Наша "Комсомолия" - гордость литфака. Во-первых, мы сражаем все остальные институтские газеты своими размерами: три с половиной метра в длину. Когда на стене появляется такая "простыня", никто не пройдет мимо, чтобы не остановиться: безошибочный психологический расчет! Во-вторых, мы печатаем романы с продолжением, стихи, дискуссионные статьи, спортивную хронику, "Новые мысли Козьмы Пруткова" и фельетоны.

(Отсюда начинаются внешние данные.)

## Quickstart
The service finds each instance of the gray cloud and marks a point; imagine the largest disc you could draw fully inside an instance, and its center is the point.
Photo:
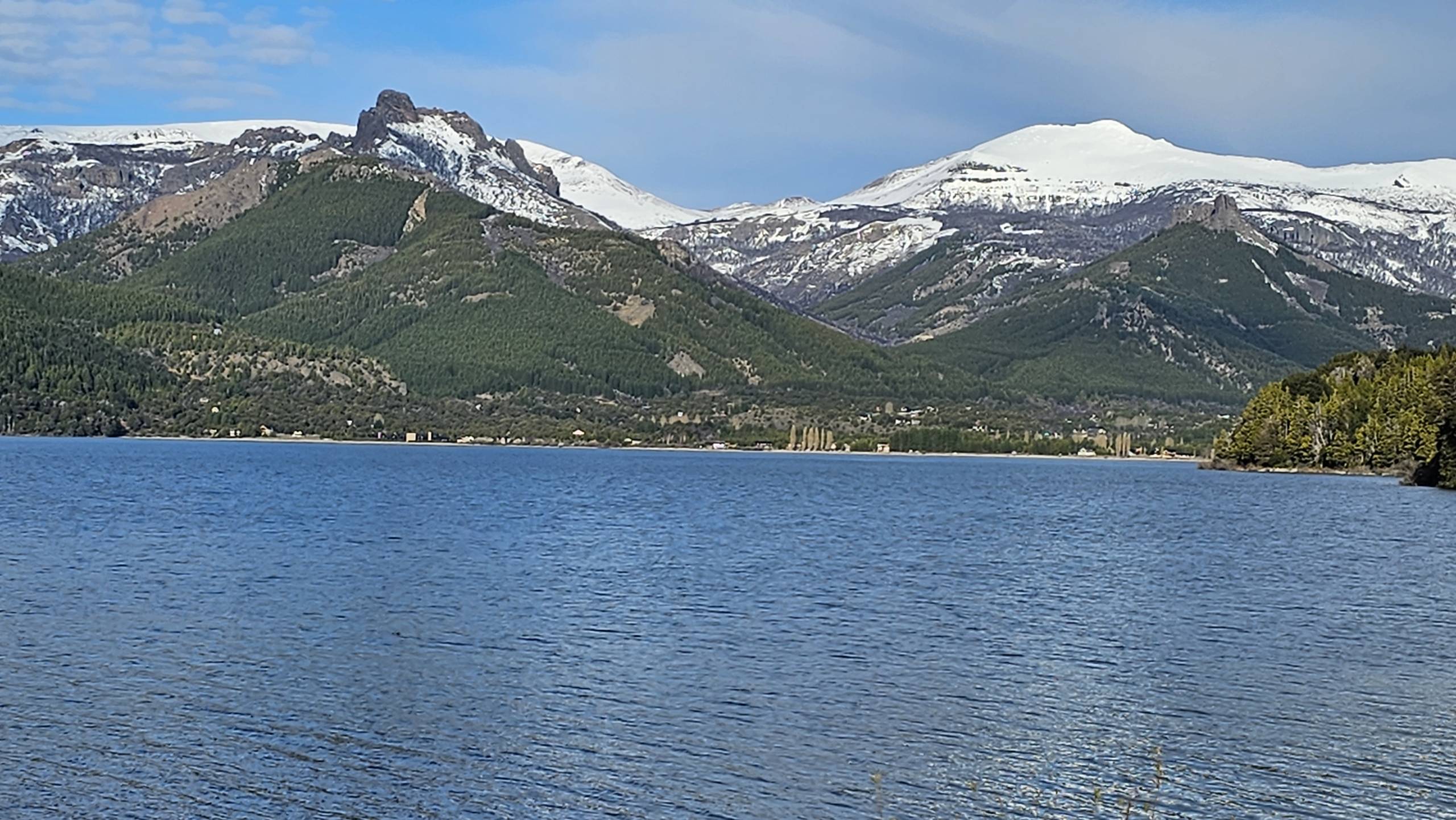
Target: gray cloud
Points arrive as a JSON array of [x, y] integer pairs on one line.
[[756, 100]]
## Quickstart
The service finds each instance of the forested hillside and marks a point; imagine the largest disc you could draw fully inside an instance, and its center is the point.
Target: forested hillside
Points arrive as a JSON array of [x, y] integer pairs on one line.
[[1385, 413], [1190, 314], [353, 286]]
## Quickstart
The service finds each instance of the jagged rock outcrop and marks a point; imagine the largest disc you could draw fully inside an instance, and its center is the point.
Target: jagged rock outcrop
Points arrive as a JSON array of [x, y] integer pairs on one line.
[[455, 147]]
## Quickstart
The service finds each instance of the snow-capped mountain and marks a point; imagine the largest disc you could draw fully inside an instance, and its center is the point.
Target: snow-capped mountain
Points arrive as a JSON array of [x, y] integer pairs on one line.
[[59, 183], [1057, 197], [455, 147], [158, 136], [1050, 199], [605, 193]]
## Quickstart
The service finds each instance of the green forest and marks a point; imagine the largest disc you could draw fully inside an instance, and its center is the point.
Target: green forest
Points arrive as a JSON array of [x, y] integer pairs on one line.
[[1388, 413], [360, 302]]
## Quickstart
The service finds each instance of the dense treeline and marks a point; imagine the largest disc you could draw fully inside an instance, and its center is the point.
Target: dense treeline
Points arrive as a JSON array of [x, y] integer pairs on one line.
[[951, 440], [1392, 411]]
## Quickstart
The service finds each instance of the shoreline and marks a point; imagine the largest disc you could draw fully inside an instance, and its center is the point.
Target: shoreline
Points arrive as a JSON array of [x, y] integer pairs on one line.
[[1226, 467], [634, 448]]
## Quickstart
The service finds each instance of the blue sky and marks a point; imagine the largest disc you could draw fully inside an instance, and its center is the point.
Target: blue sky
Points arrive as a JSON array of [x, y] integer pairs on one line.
[[715, 101]]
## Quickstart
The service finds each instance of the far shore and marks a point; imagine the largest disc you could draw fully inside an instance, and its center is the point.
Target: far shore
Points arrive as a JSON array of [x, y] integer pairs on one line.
[[644, 448], [1229, 467]]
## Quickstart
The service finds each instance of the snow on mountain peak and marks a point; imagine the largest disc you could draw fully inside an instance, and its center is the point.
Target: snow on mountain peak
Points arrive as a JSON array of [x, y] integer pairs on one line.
[[222, 131], [597, 190], [1108, 154]]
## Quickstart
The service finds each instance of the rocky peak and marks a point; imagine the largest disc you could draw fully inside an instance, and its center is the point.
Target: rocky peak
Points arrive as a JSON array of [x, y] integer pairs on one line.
[[389, 107], [1222, 215]]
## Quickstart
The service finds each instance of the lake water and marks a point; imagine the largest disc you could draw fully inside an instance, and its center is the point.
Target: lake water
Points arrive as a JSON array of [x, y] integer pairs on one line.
[[253, 629]]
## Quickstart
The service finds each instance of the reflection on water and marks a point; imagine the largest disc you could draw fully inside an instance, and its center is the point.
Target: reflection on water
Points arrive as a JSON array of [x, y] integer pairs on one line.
[[196, 629]]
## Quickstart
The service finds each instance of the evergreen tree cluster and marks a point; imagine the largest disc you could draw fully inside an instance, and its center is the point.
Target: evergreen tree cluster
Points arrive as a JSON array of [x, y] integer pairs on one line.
[[1389, 411]]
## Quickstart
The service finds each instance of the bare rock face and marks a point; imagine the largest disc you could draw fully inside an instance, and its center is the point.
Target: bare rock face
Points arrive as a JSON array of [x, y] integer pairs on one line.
[[1223, 215], [51, 191], [455, 149], [373, 126], [1219, 215]]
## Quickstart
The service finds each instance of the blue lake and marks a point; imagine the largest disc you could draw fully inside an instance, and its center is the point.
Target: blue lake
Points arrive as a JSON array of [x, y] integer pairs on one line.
[[277, 629]]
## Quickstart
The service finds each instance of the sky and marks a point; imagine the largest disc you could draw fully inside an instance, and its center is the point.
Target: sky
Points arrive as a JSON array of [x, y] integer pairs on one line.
[[710, 102]]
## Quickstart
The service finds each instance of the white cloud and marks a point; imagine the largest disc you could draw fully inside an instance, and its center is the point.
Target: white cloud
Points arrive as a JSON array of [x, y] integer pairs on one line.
[[731, 100], [185, 53], [190, 14]]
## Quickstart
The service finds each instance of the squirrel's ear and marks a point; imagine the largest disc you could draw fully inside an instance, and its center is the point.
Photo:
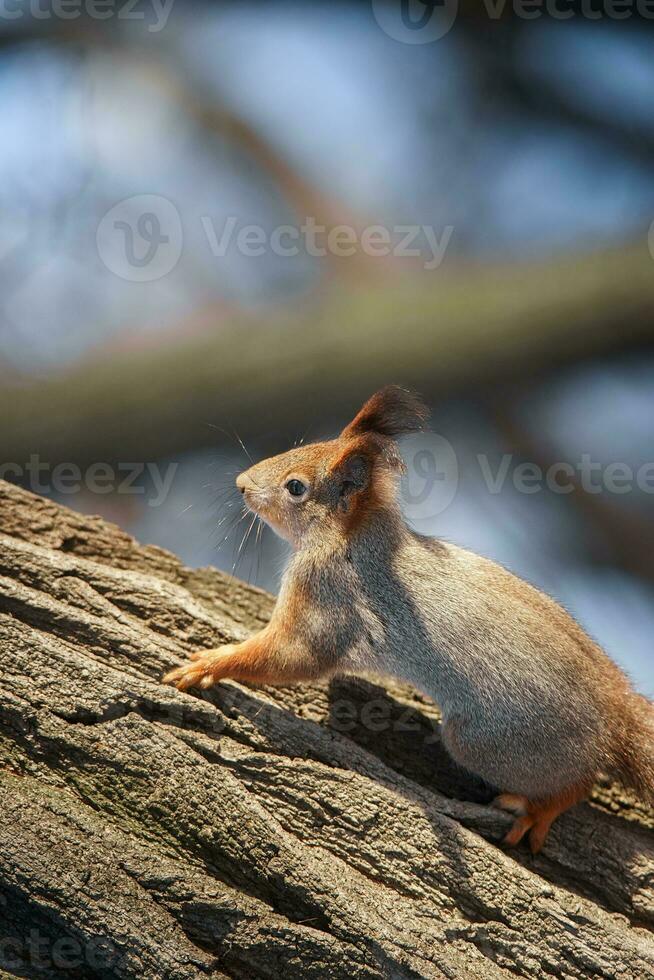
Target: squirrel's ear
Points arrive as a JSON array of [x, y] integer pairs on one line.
[[391, 411]]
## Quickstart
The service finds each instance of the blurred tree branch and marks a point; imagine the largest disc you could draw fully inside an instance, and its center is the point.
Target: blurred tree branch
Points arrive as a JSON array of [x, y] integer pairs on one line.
[[445, 333]]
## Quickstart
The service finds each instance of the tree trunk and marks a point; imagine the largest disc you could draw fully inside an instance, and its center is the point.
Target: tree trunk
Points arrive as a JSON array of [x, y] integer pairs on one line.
[[317, 831]]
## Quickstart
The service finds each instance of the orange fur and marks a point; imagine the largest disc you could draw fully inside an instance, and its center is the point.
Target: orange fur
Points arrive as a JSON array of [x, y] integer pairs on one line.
[[539, 815]]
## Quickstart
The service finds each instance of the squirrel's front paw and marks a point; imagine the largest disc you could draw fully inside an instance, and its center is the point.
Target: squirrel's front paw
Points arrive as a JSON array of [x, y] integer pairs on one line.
[[204, 671]]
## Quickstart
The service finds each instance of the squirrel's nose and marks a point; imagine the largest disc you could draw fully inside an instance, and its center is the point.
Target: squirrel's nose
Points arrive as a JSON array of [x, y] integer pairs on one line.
[[243, 482]]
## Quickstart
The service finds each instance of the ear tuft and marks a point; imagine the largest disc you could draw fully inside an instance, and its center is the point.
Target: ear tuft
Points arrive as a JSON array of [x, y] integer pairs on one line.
[[391, 411]]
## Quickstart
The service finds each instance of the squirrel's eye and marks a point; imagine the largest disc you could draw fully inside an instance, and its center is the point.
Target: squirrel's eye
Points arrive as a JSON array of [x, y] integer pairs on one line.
[[296, 488]]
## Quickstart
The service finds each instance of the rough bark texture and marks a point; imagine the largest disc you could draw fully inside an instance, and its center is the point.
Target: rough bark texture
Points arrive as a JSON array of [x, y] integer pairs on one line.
[[318, 831]]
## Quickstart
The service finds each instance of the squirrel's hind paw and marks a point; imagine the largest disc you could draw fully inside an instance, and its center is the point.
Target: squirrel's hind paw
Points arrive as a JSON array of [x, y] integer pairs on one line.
[[511, 803]]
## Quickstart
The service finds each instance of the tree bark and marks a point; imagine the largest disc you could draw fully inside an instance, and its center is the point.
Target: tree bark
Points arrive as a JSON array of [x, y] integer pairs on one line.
[[316, 831]]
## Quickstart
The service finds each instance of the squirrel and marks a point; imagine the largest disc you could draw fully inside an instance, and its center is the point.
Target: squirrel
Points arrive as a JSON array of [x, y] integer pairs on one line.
[[529, 702]]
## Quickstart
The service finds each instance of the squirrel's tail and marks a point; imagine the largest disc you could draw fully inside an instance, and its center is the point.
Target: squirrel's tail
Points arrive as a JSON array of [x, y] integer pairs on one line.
[[635, 765]]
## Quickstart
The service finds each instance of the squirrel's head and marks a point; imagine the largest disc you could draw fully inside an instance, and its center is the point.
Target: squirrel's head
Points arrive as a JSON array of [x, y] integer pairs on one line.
[[335, 484]]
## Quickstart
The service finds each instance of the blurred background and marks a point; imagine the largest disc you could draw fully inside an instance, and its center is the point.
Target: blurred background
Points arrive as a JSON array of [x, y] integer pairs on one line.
[[223, 225]]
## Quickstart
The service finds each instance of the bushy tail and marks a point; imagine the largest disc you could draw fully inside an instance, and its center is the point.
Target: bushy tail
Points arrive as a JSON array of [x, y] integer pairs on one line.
[[636, 765]]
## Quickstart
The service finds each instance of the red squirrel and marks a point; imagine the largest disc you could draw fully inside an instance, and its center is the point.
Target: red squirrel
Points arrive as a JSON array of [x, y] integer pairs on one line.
[[529, 701]]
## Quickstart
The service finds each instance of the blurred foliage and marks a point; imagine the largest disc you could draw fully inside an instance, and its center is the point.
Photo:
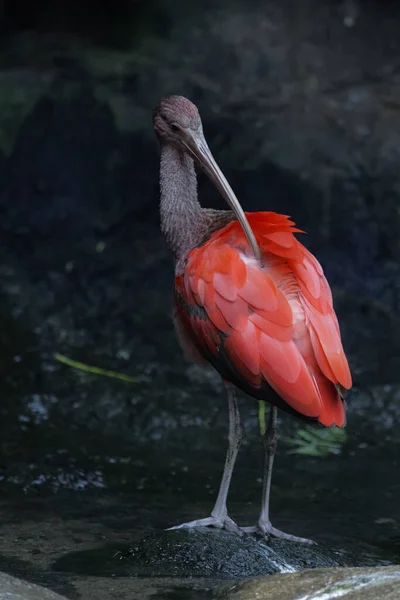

На каждый номер мы тратим несколько вечеров. Мы забираемся в пустую аудиторию, сдвигаем столы и разворачиваем на них белоснежный рулон бумаги, перед которым через три дня будет толпиться весь институт. Мы выкладываем перед нашими девчонками кульки с леденцами, печеньем и запираемся, просунув ножку стула в

скобу дверной ручки: до поры до времени никто не должен проникать в наши редакционные тайны.

Конечно, есть исключения. К нам пробует вломиться Ситка Коломийцев. Сначала дверь содрогается, как будто в нее ударяют осадные орудия хана Батыя. Потом раздается вежливый стук и нас просит открыть сам декан. Потом - сам директор. Мы не поддаемся: мы узнаем измененный голос того же Сашки Коломийцева. Наконец через замочную скважину он начинает взывать к профессиональный солидарности. Тогда мы уступаем. Мы благородно снисходим к своему сопернику, редактору "Литературной газеты", второй газеты, издающейся на нашем факультете.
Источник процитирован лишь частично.